Tueur d'Istanbul en cavale : la piste de l’Asie centrale poursuivie par la police

Alexandre Billette Correspondant à Istanbul

Trois jours après le massacre de la discothèque "Reina", qui a fait 39 morts - dont 27 étrangers - et une soixantaine de blessés à Istanbul, l’assaillant est toujours en cavale, et les enquêteurs semblent avoir connaissance de l’identité du terroriste même si aucune information n’a été confirmée par les autorités.

De l’aveu même du vice-Premier ministre Nurman Kurtulus, qui a annoncé que les empreintes digitales du suspect avaient été relevées sur les lieux du massacre, l’enquête en cours est "très difficile". La presse turque évoquait mardi 3 janvier, selon des sources proches de l’enquête, un ressortissant étranger qui serait entré en Turquie en novembre avec femme et enfants, pour s’installer dans la ville de Konya avant de prendre la route d’Istanbul quelques jours pour commettre le massacre durant la nuit de la Saint-Sylvestre.

Rafales et grenades

En raison de la méthode et du sang-froid de l’assaillant à l’intérieur de la discothèque, le suspect pourrait être un spécialiste des armes à feu, djihadiste ayant combattu avec l’Etat islamique en Syrie ou en Irak. Il aurait pu avoir été spécialement sélectionné par Daech en raison de ses qualités de tireur et de son expérience de combat en zones urbaines, affirmait mardi le quotidien "Hürriyet".

A l’intérieur de la boîte de nuit, de 120 à 180 balles auraient été tirées en sept minutes, le tireur ayant également employé des grenades assourdissantes. Il aurait ensuite changé de vêtements et nettoyé son arme, avant de prendre la fuite en profitant du chaos.

Seize personnes ont été placées en garde à vue jusqu’à maintenant dans le cadre de cette affaire, et notamment la femme du suspect, selon le quotidien "Habertürk". Parmi ces inculpés, deux hommes, d’origine étrangère, ont été arrêtés à l’aéroport international Atatürk d’Istanbul mardi midi.
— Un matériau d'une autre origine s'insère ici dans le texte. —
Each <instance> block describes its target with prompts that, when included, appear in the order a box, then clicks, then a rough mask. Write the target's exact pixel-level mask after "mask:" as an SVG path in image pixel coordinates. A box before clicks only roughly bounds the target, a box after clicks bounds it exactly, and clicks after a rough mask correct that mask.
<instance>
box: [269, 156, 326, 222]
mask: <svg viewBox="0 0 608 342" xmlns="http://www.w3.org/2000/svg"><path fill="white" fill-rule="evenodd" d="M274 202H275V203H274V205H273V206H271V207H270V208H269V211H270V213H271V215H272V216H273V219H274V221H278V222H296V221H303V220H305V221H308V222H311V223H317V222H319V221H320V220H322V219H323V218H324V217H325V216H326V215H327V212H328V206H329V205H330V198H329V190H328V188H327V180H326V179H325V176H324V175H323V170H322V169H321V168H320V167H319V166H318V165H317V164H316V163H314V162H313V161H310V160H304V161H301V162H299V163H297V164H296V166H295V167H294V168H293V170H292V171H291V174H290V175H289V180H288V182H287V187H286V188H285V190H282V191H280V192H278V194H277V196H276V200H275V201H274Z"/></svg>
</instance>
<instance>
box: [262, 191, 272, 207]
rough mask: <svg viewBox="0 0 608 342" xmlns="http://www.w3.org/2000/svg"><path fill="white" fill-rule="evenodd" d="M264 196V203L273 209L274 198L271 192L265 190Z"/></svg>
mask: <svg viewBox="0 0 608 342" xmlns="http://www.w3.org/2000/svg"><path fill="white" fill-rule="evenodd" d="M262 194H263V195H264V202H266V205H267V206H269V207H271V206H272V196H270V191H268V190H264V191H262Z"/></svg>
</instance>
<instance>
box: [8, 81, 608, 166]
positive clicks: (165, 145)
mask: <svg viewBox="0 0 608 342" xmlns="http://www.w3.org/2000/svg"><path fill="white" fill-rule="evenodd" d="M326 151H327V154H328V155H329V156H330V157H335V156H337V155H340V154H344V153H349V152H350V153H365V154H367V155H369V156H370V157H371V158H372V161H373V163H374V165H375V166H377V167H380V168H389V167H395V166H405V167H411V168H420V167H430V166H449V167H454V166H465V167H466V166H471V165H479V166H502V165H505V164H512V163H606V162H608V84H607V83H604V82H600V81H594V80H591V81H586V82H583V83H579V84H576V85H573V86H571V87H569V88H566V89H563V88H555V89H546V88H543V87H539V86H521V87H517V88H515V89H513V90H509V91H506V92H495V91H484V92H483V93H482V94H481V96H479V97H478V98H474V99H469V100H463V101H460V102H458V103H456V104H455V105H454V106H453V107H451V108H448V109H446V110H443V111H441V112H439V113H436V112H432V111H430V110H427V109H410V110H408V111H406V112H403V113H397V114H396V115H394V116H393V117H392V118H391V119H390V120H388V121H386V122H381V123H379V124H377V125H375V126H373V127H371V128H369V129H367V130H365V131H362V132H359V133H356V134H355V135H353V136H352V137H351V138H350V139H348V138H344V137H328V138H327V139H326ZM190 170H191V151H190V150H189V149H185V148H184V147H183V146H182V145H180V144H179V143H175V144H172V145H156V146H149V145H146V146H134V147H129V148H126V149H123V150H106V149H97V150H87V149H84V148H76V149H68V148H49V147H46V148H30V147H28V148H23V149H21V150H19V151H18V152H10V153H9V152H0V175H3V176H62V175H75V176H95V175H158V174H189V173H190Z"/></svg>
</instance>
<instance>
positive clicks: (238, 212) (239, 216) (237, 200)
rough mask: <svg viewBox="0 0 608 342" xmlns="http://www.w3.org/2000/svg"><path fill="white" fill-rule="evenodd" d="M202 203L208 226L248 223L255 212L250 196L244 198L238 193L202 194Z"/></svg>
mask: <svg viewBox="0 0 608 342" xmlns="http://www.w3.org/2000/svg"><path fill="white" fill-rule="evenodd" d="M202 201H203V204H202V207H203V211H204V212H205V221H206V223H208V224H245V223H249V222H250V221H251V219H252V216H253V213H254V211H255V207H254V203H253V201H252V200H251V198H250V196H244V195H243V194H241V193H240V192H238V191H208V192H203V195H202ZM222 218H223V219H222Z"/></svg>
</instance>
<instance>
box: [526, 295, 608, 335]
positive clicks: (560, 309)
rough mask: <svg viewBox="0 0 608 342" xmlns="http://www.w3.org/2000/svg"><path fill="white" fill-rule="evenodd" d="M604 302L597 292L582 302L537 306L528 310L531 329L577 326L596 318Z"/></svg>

On ne connaît pas leur nationalité, mais ils s’apprêtaient à quitter le territoire turc.

Alors que la traque se poursuit, les autorités turques préfèrent garder le silence, alimentant les rumeurs, notamment sur les réseaux sociaux.

Depuis lundi soir, des images et des vidéos circulent, celles d’un homme identifié comme l’assaillant de la discothèque. Ce jeune homme brun aux cheveux bouclés est vu faisant un "selfie" vidéo sur la place de Taksim, au centre d’Istanbul, ou encore changer des devises dans un kiosque de Laleli, un quartier situé à proximité des lieux touristiques historiques de la métropole turque qui compte une forte communauté originaire des pays de l’ex-Union soviétique.

La piste de l’Asie centrale

Car les enquêteurs turcs semblent mettre en cause depuis lundi une cellule de l’Etat islamique issue d’Asie centrale, qui pourrait être la même que celle qui avait planifié l’attentat-kamikaze de l’aéroport Atatürk d’Istanbul, le 28 juin dernier, et qui avait fait plus de 40 morts et 200 blessés. Une attaque attribuée à l’Etat islamique, qui ne l’a cependant jamais revendiqué.

Lundi soir, une importante opération policière appuyée par des hélicoptères avait également eu lieu, sans succès, dans un autre quartier, Zeytinburnu, qui compte aussi une forte diaspora de la communauté centre-asiatique. Selon un enquêteur qui s’est confié à l’agence de presse Dogan, le suspect pourrait être d’origine ouzbèke ou kirghize.

Mardi, les réseaux sociaux turcs se sont enflammés à la suite de la diffusion d’un passeport d’un ressortissant kirghize présenté comme le tireur en cavale. L’homme, retrouvé par la presse kirghize, avait effectué un aller-retour à Istanbul après le massacre. Il a été questionné par les policiers turcs avant de quitter le pays, puis par des enquêteurs kirghizes. Les services de renseignements de ce petit pays montagneux d’Asie centrale ont indiqué qu’une enquête avait été lancée, cependant que le ministère des Affaires étrangères à Bichkek affirmait que l’implication d’un ressortissant kirghize dans le massacre d’Istanbul était "improbable".